7 comments

[ 0.22 ms ] story [ 26.0 ms ] thread
It doesn't really change much, name clashes are already an existing danger that can bite you at any moment you download somebody else's code from the Internet. Definitely not something unique to C++ modules and not an argument against them
C++ modules seem like one of those things worth staying far, far away from. I wish they worked well because it would be a huge boon to modernizing C++. But from what I've seen, it's a dumpster fire. The spec is too broad and ill-defined. The compilers have gone to herculean lengths to implement it regardless, and MSVC is the only compiler with full support (for a C++20 feature, mind you). [0]

Libraries aren't implementing it. There's no `cargo`-like tooling for installing modules (AFAIK).

Can the C++ committee revert or refine the modules spec? Has anything like that been done before?

[0]: https://arewemodulesyet.org/tools/

If names must be unique, shouldn't there be a way to resolve conflicts by renaming the modules?

For example, if we use libraries A and B and both want to define module "foo", straightforward compiler options passed when compiling their sources could make the undisciplined libraries produce instead, in the context of our project, modules fooA and fooB and accordingly consume fooA or fooB (found in our project's module stash) where they reference their own module "foo", as if the replacement names had been used in export and import clauses.
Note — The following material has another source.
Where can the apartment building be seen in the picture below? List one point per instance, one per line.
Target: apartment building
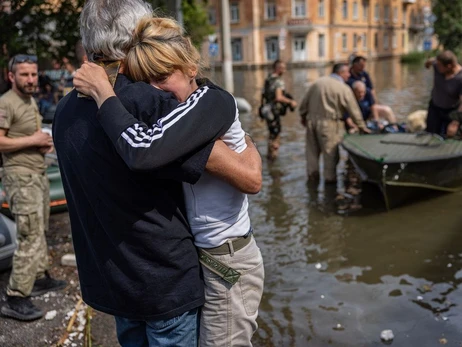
(313, 32)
Are module names completely erased from actually compiled libraries and executables? What complications am I missing?

IMO module names should be the same as the namespace of objects exported by the module (more like Modula-2). I've never used C++20, but modules do seem a bit of a mess.

Globally unique namespace names are needed to be able to differentiate the same name used in multiple namespaces, but of course are potentially a problem if you don't have control over them.

It might occasionally be useful if there was a workaround to resolve namespace clashes by doing something like:

namespace foo {

#include "foo/module.h" // namespace Module

using Module; // Module.x is now foo.x

}

namespace bar {

#include bar/module.h" // namespace Module

using Module; // Module.x is now bar.x

}

Or, we could invent a new syntax like "import foo/module as foo".

But AFAIK there is no way to then tell the linker to rename symbols to match (e.g. -l foo/module.o as foo -l bar/module.o as bar).

> But AFAIK there is no way to then tell the linker to rename symbols to match (e.g. -l foo/module.o as foo -l bar/module.o as bar).

Renaming symbols is done with objcopy. From objcopy(1):

    --redefine-sym old=new
           Change the name of a symbol old, to new.  This can be useful when
           one is trying link two things together for which you have no
           source, and there are name collisions.
It seems for me that adding modules into C++ was a mistake. The old-style approach with includes wasn't ideal, but it was well understood and all its downsides and pitfalls were well known.

Than modules were standardized and this happened in a very strange way. Usually major features are already implemented at least in some compilers before being standardized, but with modules it wasn't the case. It was in 2020, it's now 2025 and they aren't fully implemented and tested in all major compilers and it's unclear how long one need to wait to be able to use them.

Modules are also very problematic, as the article above shows. They didn't solve many C++ problems with multiple translation units management, like compilation speed. Moreover they added new problems atop of old ones. And managing dependencies may become ever more painful, because some dependencies use old-style includes and some use modules instead (xkcd 927).

From comments in the blog post

>This is not a goal. Module files are essentially better PCH, they are not meant to be a stable artifact. Consumers compile the module files from the library's interface files as needed.

That's not what I was expecting (since I haven't looked into modules too carefully). Seems counterintuitive. Today I can download an external library's pre-built artifacts and link them as long as they are compiled with the same compiler family for my architecture, etc.

This seems to mean you can't import pre-compiled modules of such a library.

OTOH, for large game projects you also want to compile third-party libs from source at least once to make sure you don't end up in the wrong branch of the debug/release/x64/x86/DLL/static maze.

So maybe it's a non-issue for most projects. You get the code, compile it once and store the artifact for future use.

Still seems a bit restrictive to me. I would have expected modules to be like DLL/.so so you could use them at your own peril if you wanted to do something quick/dirty.